Given that it stars Nicolas Cage, now the fearless and extraordinary demigod of his own personal realm of B movies, one may approach Pig with certain expectations. After all, and as its trailer establishes, Michael Sarnoski’s film is about a nearly homeless man traveling to Portland from the woods of Washington state to find his stolen truffle pig, a setup that’s practically an invitation for Cage to indulge in his signature brand of gonzo theatrics.
Cage plays Rob, a man with a lumbering gate and graying hair and beard that, as complemented by his stylized hobo wardrobe, suggest that he has fully succumbed to resignation and melancholia. When Cage speaks, it’s with a delicacy that pointedly contrasts with his rugged appearance. At times, the viewer may be left craving one of the actor’s prototypically absurdist on-screen outbursts, or a bit of audience-gratifying violence, but what Sarnoski has up his sleeve is a subdued rumination on the contours of grief.
With his pig, Rob hunts for precious truffles that he uses to barter with Amir (Alex Wolff) for goods. Amir, a wheeler and dealer in Portland’s hipster foodie scene, styles himself as a Hollywood agent on the make, and Rob initially treats him as below contempt. For a bit, we’re allowed to enjoy Rob and his pig’s idyll in the wilderness. Few of us could hack such an austere lifestyle, but here, as in many movies, it looks appealing, serving as a refutation of the noise and baggage of modern life. One of the images in this stretch, of Rob sitting on the porch of his shack sharing a truffle tart in silence with his friend, is poignant, as anyone who’s ever been close to an animal will recognize the restorative power of such rituals.
Of course, Sarnoski is setting us up for a sucker punch. Unseen interlopers break into Rob’s cabin in the middle of the night and bash him in the head, taking the pig. Again, this sounds like a pretext for a Cage revenge vehicle that will have him bellowing “You took the wrong fucking pig!” at a pitch that’s somehow poignant and ludicrous at once. Instead, Rob travels to Portland with Amir in tow and gently reminds the luminaries of the foodie scene of his disenchantment with their world. At one point, we’re overtly primed for and denied Rob’s wrath.
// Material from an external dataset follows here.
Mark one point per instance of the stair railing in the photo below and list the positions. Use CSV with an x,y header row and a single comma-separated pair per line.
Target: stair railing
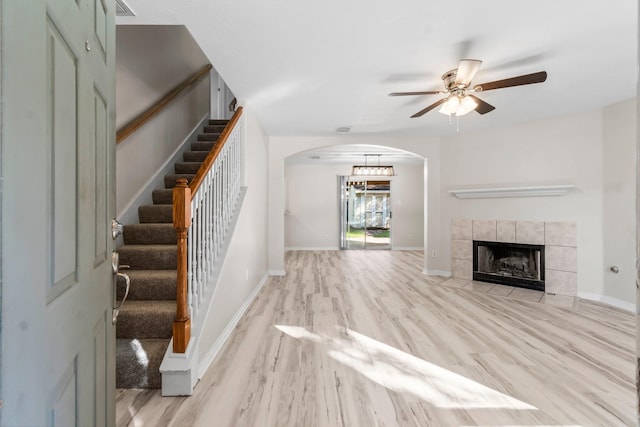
x,y
202,214
157,107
The man goes to an underground fight club for industry figures and allows himself to be brutally beaten, as if offering his flesh to the gods for answers. Cage, in full martyr mode here, seems to get off on the perversity of, well, caging his brand of operatic hysteria.

It’s eventually revealed that Rob was once a hot-stuff chef, and Pig begins to flirt with becoming a criticism-slash-satire of the pretensions driving modern restaurant culture. First the film gives birth to the evocative notion of an industry fight club that pivots on the exploitation of restaurant workers, only for Sarnoski to quickly abandon the thread. But more piercing anyway is Rob’s plea to a hip restauranteur (David Knell) to return to his roots and open the pub he always wanted, rather than marketing captured vapor as cuisine.
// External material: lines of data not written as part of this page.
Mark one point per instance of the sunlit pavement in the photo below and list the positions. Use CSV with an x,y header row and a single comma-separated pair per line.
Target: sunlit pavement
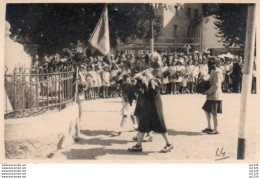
x,y
184,118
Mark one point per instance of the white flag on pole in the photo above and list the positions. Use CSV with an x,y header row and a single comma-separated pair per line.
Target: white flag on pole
x,y
100,38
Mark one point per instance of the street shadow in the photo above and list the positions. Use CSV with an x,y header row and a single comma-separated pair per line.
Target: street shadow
x,y
93,153
96,132
99,111
113,101
100,141
174,132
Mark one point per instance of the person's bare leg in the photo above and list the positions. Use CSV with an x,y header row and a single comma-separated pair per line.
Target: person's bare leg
x,y
165,136
215,121
140,138
208,119
123,121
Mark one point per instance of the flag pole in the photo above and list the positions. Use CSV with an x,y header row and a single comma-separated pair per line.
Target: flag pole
x,y
97,24
247,79
109,53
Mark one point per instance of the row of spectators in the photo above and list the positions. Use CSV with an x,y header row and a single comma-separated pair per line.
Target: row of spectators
x,y
181,72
Such scenes underscore Pig’s reactionary qualities, as it clearly sees critics and fancy chefs as ubiquitous fakes taking the power of true, essentially proletarian food from the populace. Like Brad Bird’s Ratatouille, Pig may not be able to imagine a critic who’s as ecstatic about their passions as any regular person (though this critic can attest that a few of them do exist). That said, the mini op-eds that Sarnoski places in Rob’s mouth are persuasive. For one, the extreme rarefication of food, our lifeblood and a source of profound pleasure, is indeed obscene.
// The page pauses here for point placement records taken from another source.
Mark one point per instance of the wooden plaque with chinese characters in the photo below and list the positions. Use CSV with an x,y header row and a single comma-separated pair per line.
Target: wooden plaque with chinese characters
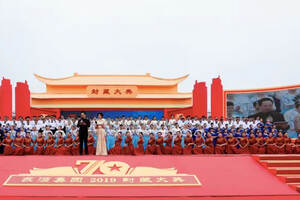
x,y
112,91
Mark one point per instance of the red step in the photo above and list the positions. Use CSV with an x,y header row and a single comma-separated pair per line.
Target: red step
x,y
279,157
292,179
282,164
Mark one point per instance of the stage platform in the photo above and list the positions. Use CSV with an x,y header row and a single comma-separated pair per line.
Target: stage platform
x,y
139,177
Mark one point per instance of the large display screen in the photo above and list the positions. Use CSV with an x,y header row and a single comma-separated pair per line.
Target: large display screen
x,y
277,106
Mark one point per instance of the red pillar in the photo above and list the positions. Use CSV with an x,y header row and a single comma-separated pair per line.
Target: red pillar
x,y
22,100
5,98
200,99
217,98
Pig is a revenge film that’s ultimately about the futility of vengeance to ease the baggage of the soul. The ostensible villain here is Darius (Adam Arkin), Amir’s rich, bullying father, the alpha of Amir’s chosen profession, who picked a fight with Rob out of heartache, bitterness, and some believably inexplicable issue with his son. Rob and Darius are understood to be reflections of one another—people who, gripped by loss, can no longer seem to fully function. Rob has his forest, while Darius has his chic estate, with Amir looking for a place to fit in.
Pig is a little too in love with its own moroseness—which is to say, it could use a joke or two—but its devotion to its alienated protagonist is cumulatively moving. And the film almost serves as a metaphor for Cage’s own career: He was once the toast of Hollywood, with an Oscar and several Jerry Bruckheimer blockbusters under his belt, who left for the wilderness of eccentric low-budget cinema. This wilderness has allowed Cage to purify his art, honoring his own instincts, as the woods have presumably simplified and enriched Rob’s cooking.